Dus ja, door de placenta te bestuderen, raakte ik geïnteresseerd in bloedvaten en de verschillende moleculen die ze vormen.

Hoe dicht ben je bij het vinden van een regeneratieve therapie voor hartaanvallen?

Het is onmogelijk te voorspellen. Maar ik zou zeggen dat we 10 tot 20 jaar verwijderd zijn. Op dit moment bestudeert tweederde van mijn lab regeneratie.

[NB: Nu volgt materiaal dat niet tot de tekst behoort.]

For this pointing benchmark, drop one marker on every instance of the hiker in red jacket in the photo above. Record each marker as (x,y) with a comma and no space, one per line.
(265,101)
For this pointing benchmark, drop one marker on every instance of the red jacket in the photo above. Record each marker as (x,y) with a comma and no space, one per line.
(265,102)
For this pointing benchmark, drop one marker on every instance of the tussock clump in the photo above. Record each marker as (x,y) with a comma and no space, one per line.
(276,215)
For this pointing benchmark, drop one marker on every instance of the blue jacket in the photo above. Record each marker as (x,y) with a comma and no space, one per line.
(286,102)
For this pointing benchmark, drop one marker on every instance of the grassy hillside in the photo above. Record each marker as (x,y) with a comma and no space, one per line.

Bij muizen hebben we aangetoond dat de biochemische routes die we bestuderen het herstel na een experimentele hartaanval kunnen verbeteren. Dat is een eerste stap in de richting van een mogelijke werking bij mensen. Maar ik ben echt geïnteresseerd in het gebruik van verschillende soorten om nieuwe dingen te leren over de collaterale bloedvaten.

Cavia's zijn bijvoorbeeld de enige soort met perfect functionerende collaterale slagaders in hun hart. Dat wil zeggen, hun collateralen kunnen de bloedstroom volledig omleiden na een blokkade in de kransslagaders, dus er is geen hartspiersterfte. Ze hebben hun hele leven collaterale slagaders, niet alleen als gevolg van hartletsel. Hierdoor zijn cavia's in wezen bestand tegen hartaanvallen.

We vragen hoe de ontwikkeling van cavia's verschilt, zodat we de moleculen kunnen ontdekken die de collateralen in hun hart vormen. We hopen dat dit zal leiden tot toepassingen in andere diersoorten. We willen deze functie graag overbrengen op muizen en uiteindelijk op mensen.

Twintig jaar? Dat is lang wachten tot er iets concreets gebeurt.

Ik vind het prima, want er gebeuren onderweg veel leuke dingen. Daarom wordt men in de eerste plaats wetenschapper. Je wordt een detective en een artiest. Je zet aanwijzingen bij elkaar. En dan leer je hoe een orgel werkt.